Did you say you have an index on c1?
[...]
I don't know the data, but I assume there may be many rows with the same c1 value, so then you would likely benefit from getting that distinct set first like below as your FROM table.

> Re-reading the original email I see both the answer to your question and the data being queried.

> David J.

Thanks David. I meant it as a rhetorical question, since yes of course there was an index. I also didn't trust the example to be true to real data in terms of c1 values distribution.

On Tue, Jul 7, 2020 at 9:01 AM Sebastien Arod <sebastien.arod@gmail.com> wrote:

Michael, David thanks for your quick replies.

@Michael
I initially dismissed writing this query using joins or subselects because the real query has about 80 columns and I was afraid that having 80 joins/subselect would cause issues with postgresql including planner that would fallback to GEQO.
I'll test it anyway with real data and see how it behaves.

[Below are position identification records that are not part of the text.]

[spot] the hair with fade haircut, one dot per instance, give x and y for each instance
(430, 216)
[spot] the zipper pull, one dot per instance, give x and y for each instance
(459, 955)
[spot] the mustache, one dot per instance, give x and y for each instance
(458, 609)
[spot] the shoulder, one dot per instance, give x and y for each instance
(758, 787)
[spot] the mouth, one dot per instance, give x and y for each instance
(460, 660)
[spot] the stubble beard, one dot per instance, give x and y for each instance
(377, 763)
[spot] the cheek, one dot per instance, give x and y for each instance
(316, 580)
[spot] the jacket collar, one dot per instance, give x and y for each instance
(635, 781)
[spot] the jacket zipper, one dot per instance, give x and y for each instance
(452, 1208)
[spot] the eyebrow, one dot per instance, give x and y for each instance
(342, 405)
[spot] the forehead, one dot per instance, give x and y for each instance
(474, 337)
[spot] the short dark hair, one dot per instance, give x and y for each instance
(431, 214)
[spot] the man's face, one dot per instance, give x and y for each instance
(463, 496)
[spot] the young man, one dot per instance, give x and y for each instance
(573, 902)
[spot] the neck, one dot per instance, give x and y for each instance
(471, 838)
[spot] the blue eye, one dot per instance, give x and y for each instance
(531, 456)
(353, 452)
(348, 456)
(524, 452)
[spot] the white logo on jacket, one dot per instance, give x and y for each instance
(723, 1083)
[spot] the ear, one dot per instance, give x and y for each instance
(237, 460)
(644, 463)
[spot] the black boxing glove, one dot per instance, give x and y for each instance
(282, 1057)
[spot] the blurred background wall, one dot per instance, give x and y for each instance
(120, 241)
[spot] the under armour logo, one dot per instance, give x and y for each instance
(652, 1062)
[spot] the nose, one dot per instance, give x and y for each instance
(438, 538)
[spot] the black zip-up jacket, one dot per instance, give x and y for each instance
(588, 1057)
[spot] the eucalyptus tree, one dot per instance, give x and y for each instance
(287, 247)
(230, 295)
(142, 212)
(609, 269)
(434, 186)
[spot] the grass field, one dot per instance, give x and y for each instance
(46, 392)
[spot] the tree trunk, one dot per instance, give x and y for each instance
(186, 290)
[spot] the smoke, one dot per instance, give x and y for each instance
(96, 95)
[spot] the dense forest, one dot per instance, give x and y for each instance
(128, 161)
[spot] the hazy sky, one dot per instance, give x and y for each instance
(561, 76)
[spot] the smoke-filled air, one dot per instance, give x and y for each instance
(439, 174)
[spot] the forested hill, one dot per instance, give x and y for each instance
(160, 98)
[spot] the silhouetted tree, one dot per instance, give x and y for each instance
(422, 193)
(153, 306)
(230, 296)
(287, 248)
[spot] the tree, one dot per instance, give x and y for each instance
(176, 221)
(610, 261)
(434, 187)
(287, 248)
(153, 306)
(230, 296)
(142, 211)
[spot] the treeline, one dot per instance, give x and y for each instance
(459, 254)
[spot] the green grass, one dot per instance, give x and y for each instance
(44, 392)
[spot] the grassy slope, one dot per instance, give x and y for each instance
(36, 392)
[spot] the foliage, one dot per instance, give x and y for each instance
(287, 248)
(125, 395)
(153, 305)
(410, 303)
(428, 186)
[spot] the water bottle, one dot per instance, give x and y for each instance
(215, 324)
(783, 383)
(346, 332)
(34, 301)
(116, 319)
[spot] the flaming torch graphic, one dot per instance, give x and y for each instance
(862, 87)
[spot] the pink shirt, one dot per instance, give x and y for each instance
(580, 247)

Contrived and overly simplified examples often lead to uninformed, bad advice. I would not attempt joins, unless the number of distinct c1 values is relatively small perhaps. It might go fine though, and depending on your query and the statistics on the table, perhaps join_collapse_limit = 1 would be prudent to constrain the planner to your desired plan and not introduce the chance for the genetic optimizer to get involved.

Sort Method: external merge Disk: 52912kB

Sort Method: external merge Disk: 46168kB

What is your work_mem set to? Would it be possible to set it higher (for this process) to avoid spilling to disk?